As an index approached 0, the functional became essentially independent of that parameter. A large index value indicated that the considered parameter contributed to significant nonlinear interactions with other model parameters, so that ignoring it would amount to that index’s loss, as a proportion, of the total variance. Some parameters that were negligible, e.g. mcyc, may have been so because their prescribed uncertainties were smaller than other parameters. Confidence intervals are given in S1 Appendix.

https://doi.org/10.1371/journal.pone.0258721.t013

Sensitivity indices for E* production are given in Fig 2. Monte Carlo estimated that kR and kE alone accounted for approximately 70% of the variance in peak E* production while νRG also played an influential but lesser role (Fig 2c).

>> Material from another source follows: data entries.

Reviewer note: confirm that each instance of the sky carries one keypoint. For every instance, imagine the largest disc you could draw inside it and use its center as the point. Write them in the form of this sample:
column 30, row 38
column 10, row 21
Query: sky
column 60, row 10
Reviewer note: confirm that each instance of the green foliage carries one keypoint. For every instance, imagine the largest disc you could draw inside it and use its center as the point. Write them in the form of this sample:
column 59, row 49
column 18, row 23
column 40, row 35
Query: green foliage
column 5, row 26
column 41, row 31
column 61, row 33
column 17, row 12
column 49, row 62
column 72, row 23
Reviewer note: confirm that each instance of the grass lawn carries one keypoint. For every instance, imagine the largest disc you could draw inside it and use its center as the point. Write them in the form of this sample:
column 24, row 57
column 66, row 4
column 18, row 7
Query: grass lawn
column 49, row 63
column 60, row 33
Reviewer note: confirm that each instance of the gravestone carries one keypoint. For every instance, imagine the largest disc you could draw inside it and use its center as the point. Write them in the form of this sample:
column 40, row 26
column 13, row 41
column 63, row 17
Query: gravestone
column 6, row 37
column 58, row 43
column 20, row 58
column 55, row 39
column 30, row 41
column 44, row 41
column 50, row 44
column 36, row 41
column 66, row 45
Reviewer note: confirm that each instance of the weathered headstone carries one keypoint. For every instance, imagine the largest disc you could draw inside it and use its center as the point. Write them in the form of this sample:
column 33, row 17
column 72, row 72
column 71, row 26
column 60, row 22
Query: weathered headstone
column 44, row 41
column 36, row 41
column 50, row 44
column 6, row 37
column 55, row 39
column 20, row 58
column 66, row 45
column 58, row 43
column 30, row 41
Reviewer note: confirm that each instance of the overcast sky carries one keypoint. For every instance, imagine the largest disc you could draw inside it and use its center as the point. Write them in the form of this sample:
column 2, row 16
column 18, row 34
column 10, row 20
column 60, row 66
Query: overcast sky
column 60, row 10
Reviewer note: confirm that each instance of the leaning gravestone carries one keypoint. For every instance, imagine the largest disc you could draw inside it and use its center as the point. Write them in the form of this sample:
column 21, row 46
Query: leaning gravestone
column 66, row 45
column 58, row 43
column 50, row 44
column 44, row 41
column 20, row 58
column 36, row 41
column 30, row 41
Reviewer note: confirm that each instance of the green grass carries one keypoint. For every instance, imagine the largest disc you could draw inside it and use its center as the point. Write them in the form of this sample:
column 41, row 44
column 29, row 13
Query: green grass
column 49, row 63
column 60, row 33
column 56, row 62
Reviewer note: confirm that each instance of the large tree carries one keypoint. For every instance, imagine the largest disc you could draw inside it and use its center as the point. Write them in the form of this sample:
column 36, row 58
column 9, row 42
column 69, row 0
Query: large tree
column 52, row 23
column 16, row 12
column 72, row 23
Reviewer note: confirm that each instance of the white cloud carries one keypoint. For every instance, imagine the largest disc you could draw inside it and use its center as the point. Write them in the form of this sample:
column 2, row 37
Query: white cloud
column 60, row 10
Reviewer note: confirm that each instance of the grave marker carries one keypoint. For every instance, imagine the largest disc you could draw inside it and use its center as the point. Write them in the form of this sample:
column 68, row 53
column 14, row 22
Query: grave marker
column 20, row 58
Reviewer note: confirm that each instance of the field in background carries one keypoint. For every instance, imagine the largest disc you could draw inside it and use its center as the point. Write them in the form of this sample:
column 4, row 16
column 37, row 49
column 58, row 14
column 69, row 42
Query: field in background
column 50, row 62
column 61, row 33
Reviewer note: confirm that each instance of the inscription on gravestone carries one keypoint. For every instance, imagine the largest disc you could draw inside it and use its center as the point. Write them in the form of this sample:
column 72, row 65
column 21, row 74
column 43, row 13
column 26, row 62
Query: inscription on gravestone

Similarly, total sensitivity indices found that these parameters were the most influential for peak E* production (Fig 2d). The insignificance of [PDE]σ for peak E* production indicated that shut-off of R* and E* happened rapidly, before exhausting the population of available E. However, [PDE]σ and kGE were influential for the activation and recovery time courses (Fig 2a and 2b). Their simultaneous occurrence was expected as they appear similarly in the equations for G* and E* production.

Sensitivity indices for the current drop due to flash response, the rms error between simulation and experiment, and the dark current are given in Fig 3. Monte Carlo estimated that the five most influential parameters for goodness of fit were βdark, amin, , kR, and kE, with each implicated in at least 20% of the variance, and βdark implicated in as much as 90% (Fig 3c). Moreover, βdark was also the most influential parameter of the current drop and the dark current (Fig 3a, 3b and 3d). Generally, the total sensitivity indices for the dark current functional exhibited some similarity between its ranking of parameters and those for goodness of fit. This suggested that accurately reproducing the dark current was one of the more important criteria for reproducing experimental results.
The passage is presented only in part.